His breath still thick from sleep, Harry murmured in Visha’s ear, “So, did we make a baby last night do you think?” Visha whispered back, “If we did, he’ll need a papa who’s a contractor, so get yourself out of bed already.” Visha came into the kitchen with a shy smile on her face, Harry following her.

“Papa!” Rachel and Sam chorused. Their father dropped his hands onto their shoulders and pulled them close so he could kiss both of their cheeks at once.

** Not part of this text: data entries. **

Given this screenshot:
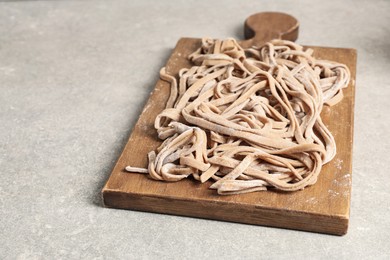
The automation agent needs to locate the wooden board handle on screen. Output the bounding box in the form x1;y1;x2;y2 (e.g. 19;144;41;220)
240;12;299;48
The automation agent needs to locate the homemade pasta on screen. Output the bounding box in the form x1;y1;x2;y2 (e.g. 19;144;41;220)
126;38;350;195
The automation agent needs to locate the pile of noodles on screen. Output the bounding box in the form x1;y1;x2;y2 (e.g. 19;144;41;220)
126;39;350;194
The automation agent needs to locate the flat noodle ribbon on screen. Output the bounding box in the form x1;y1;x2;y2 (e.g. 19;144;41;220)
126;38;350;195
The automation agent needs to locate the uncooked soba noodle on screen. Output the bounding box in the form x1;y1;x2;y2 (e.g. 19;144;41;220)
126;39;350;195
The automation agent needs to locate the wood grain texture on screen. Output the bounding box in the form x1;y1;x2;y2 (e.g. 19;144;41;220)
102;12;356;235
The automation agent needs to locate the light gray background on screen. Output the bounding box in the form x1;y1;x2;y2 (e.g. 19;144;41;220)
0;0;390;259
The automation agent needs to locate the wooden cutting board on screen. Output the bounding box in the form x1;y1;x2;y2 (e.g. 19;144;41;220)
102;13;356;235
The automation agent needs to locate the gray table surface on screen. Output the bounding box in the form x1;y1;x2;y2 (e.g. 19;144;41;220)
0;0;390;259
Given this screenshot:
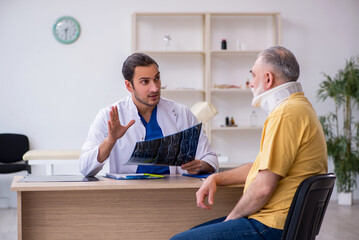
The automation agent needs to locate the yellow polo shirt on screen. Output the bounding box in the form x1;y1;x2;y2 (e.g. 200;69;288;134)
244;92;328;229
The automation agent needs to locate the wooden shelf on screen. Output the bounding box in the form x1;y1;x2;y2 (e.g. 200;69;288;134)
211;88;252;93
212;126;262;131
211;50;261;55
161;88;205;94
136;49;205;55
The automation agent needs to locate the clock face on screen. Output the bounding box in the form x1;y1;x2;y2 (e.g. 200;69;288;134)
52;17;80;44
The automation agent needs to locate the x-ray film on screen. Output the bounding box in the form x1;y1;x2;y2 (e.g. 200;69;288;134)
126;123;202;166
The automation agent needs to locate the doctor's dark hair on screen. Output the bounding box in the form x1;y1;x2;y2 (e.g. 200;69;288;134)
122;53;158;85
258;46;300;82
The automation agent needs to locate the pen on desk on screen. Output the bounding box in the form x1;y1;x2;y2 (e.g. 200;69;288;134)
143;173;163;177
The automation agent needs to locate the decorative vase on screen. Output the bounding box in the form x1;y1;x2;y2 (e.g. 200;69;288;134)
338;192;353;205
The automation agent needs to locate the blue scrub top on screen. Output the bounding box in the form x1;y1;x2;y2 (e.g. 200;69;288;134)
136;106;170;174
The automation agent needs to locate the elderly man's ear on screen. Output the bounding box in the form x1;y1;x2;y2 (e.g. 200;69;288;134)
266;72;274;89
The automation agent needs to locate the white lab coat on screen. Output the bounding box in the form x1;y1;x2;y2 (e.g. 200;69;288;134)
80;96;218;176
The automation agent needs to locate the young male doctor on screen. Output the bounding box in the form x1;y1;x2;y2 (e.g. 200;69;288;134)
80;53;218;176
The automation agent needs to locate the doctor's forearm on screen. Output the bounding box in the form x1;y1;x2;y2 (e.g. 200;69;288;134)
97;137;116;163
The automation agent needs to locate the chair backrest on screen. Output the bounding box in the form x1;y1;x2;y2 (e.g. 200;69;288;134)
282;173;336;240
0;133;29;163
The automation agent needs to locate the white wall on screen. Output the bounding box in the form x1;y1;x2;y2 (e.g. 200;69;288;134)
0;0;359;203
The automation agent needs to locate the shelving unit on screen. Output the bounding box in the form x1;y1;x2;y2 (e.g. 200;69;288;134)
132;13;281;166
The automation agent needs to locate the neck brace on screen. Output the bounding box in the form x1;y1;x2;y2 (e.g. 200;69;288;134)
252;82;303;115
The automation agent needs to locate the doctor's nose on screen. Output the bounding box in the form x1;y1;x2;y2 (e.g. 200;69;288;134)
150;81;160;92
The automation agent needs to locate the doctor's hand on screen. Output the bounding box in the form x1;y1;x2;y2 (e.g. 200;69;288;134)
181;159;214;174
196;174;217;210
107;106;135;143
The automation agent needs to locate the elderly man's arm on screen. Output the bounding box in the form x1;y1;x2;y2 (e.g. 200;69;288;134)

“You give him a minute of peace,” Visha clucked. She lifted the lid of the kettle to check on the bobbing egg while Harry went down the hall. It was a luxury this, every morning a whole egg just for Harry, but he said he needed his strength. If Visha had to get a bone with less meat for their soup or buy their bread already a day old to afford the eggs, well, it would all be better once Harry made good.

When he got back, Harry lifted Rachel onto his knee and took her seat. Visha put a cup of tea in front of him and some more bread, then fished out the egg with a fork and set it on Harry’s plate to cool. She leaned against the sink, her hand absently resting on her belly, watching her husband with their children.

“So, Sammy, what did you learn from school yesterday?” Harry hadn’t seen the children since breakfast the day before. He’d worked late, then gone directly to his Society meeting, coming home after even the boarders were asleep to whisper in Visha’s
ear. She used to resent these Societies of his, the dues so hard on their pockets, until Harry convinced her the Society would back him when he went into business for himself.

Sam squinted. “
B-R-E-D,
” he said. “
T-E
.”

“And what’s this?” Harry asked, looking at Visha with sparkling eyes.

“That spells
bread
and
tea,
Papa! We learned the whole alphabet already, and now every day we learn spelling for new words.
C-A-T
. That spells
cat,
Papa!”

“Already such a genius,” Harry said, rolling his egg on the plate to shed it of its shell. Sometimes he saved a bite for Rachel, pushing the rounded egg white between her lips with his finger, but this morning he popped it whole into his mouth.

“What are you cutting today, Harry?” Visha asked. Rachel echoed her mother. “Yes, Papa, what are you cutting?”

“Well,” he said, addressing himself to his daughter, “we got patterns for the new shirtwaists yesterday, and I had to figure how to lay them out. The contractor, he likes my cutting because I don’t leave much scrap, but the material for the new waists has a little stitching running through the weave, and I had to lay out the pattern so the little stitch matched up at all the seams. It took me some time, that’s why I missed supper last night.” He glanced at Visha. “But I got it all figured out, so today I do the cutting.”

“Can I be a cutter, too, when I grow up?” Rachel asked.

“What for you want to work in a factory? That’s why I work so hard, so you don’t have such a life. Besides, girls aren’t cutters. The knives are too big for their little hands.” Harry put Rachel’s fingers in his mouth and pretended to chew on them until she laughed.

Harry turned to Sam. “You’d better get going now, little genius, or you’ll be late for school.”

Sam jumped up from his chair and dashed into the front room to dress. When he returned, Visha handed him his jacket. “And don’t waste the whole lunch hour playing in the street, come straight home to eat!” she called as he banged out the door and clattered down the two flights of stairs.

Visha went into the front room to open the windows. The April morning was clear and fresh. Leaning out, she saw a policeman still wearing his influenza mask, but Visha felt they were safe, now the winter was over. She knocked on wood as the grateful thought passed through her mind. Then she saw Sam burst from the front of the tenement, dodging vendors’ carts and motorcars and the milk truck’s old horse. It amazed her that such a small boy could charge so headlong into the world.